新刊『タ―プの張り方火の熾し方 私の道具と野外生活技術』 ヤマケイ文庫2019年02月16日

 2018年7月刊行。著者は沢登りで、ヤマケイや岳人、釣り雑誌に多数の寄稿をして有名な高桑信一。タイトルには沢登りと謳っていないが、基本的には沢登りの本である。そのジャンルの中の道具に特化して、43の項目にわたって著者の蘊蓄が傾けられている。そんなハウツーなら知っているよ、と思うこともあるが、沢の入門書には形式的に列挙してあるだけのことも多い。
 単に沢を登るだけでなく書ける人なんだと思う。しかも沢歴が長い。
必ずしも新しい装備を紹介しているわけではなく、古い装備でも大切に工夫して利用する。しかも調達先は登山道具店だけではなく、ホームセンターからも見つけて紹介する。そんな所に高桑信一のやり方考え方を叩き台にして沢を楽しんでください、というメッセージが伝わってくる。
高桑信一の哲学とはプラグマティズム。哲学とは知ることを愛するという意味。本書にはそんな著者の実践的な沢の道具のプラグマティズムを読みとりたい。道具の使い方揃え方に人となり、経験の濃さが現れている。ハウツウだけなら山の雑誌の新製品紹介を参考にすればよい。
 第四章「溪から溪へ」は秀逸なエッセイを3本を置いてある。
1 「おじさんたちの夏東北の秀渓にて」は若かりし頃へのノスタルジアである。
2 「秋の浦和浪漫OB山行」は沢登りの拠点としていた山岳会へのレクイエムか。
3 「昔の溪から今の溪へ」は著者の真骨頂。
日本の伝統的な登山家としての立ち位置の表明だ。
写真が多いが、実は名うての写真家としても知られている。
著者にとって、沢登りは創造であった。フィールドワークの対象になった。そして沢登りを遡行と置き換えた。
沢登りは「より険しい未知」を求めるアルピニズムに隷属という。つまりアルピニズム以下であるということ。

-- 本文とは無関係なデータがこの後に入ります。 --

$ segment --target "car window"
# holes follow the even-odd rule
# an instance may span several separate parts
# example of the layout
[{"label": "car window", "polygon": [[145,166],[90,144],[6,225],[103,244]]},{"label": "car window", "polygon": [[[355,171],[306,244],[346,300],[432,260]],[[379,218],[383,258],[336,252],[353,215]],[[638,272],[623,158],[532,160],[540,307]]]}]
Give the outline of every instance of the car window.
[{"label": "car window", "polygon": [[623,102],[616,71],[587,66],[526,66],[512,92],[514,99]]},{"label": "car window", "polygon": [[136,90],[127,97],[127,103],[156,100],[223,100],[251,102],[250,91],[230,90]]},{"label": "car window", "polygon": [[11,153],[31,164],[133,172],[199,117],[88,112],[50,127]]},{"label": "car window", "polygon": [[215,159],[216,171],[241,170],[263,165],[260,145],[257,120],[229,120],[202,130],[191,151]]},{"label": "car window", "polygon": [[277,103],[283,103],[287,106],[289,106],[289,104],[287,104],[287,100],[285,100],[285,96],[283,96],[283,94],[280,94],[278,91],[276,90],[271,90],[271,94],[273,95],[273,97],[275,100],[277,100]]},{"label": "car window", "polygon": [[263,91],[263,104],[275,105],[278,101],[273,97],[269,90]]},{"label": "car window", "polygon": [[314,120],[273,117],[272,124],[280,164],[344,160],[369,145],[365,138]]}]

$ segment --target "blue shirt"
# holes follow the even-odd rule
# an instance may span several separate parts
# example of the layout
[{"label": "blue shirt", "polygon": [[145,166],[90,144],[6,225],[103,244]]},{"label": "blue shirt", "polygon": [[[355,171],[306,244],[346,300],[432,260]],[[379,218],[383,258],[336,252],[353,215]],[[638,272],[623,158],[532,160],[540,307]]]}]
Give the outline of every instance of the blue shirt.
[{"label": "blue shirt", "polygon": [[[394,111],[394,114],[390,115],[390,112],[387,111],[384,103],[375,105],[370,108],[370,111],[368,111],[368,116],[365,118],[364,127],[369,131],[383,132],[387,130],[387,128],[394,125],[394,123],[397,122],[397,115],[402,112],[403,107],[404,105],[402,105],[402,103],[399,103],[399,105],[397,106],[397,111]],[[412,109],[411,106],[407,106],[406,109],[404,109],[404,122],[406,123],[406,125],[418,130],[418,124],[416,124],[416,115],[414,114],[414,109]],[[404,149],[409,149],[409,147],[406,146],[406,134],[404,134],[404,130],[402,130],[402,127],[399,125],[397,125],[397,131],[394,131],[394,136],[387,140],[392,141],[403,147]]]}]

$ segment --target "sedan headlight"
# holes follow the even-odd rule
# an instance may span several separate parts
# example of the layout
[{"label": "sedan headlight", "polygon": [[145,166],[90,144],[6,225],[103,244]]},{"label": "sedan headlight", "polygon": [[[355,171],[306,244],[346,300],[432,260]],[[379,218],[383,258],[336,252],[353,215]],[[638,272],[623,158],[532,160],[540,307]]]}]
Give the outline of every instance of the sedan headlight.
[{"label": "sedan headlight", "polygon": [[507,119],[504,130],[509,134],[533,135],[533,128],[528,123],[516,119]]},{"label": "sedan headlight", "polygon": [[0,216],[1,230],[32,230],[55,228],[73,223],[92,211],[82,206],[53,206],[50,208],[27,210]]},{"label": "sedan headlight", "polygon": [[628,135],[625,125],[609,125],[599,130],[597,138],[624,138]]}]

 ここまで読んで見ると、高桑信一は田部重治につらなる登山家になったのだと思う。田部重治『山と渓谷』の中の「遡行の喜び」の一節にかさなるからだ。沢登りを文学にした冠松次郎、田部重治につらなる1人。
 古来、旅の記録を残して文学となった例がある。
1菅江真澄(1754~1829)は愛知県豊橋市の武士。28歳で故郷を出て、東北を旅し、菅江真澄遊覧記を残した。平凡社ライブラリーに収録されている。76歳の時、秋田県角館で没した。旅がフィールドワークになった。
2真澄遊覧記を読んだ柳田国男は農林官僚で詩人だったが、後に有名な『遠野物語』を私家版で出版。反響を呼んだ。旅から得られる見聞と知見を文に発表、柳田学と言われた。日本民俗学になった。旅は学問だと書く。
 以上の例をみても秋田県出身の高桑信一が直接間接に影響を受けていることはまちがいないだろう。『山の仕事 山の暮らし』は立派な山村民俗の一書である。遡行で訪れる山村の人々のフィールドワークである。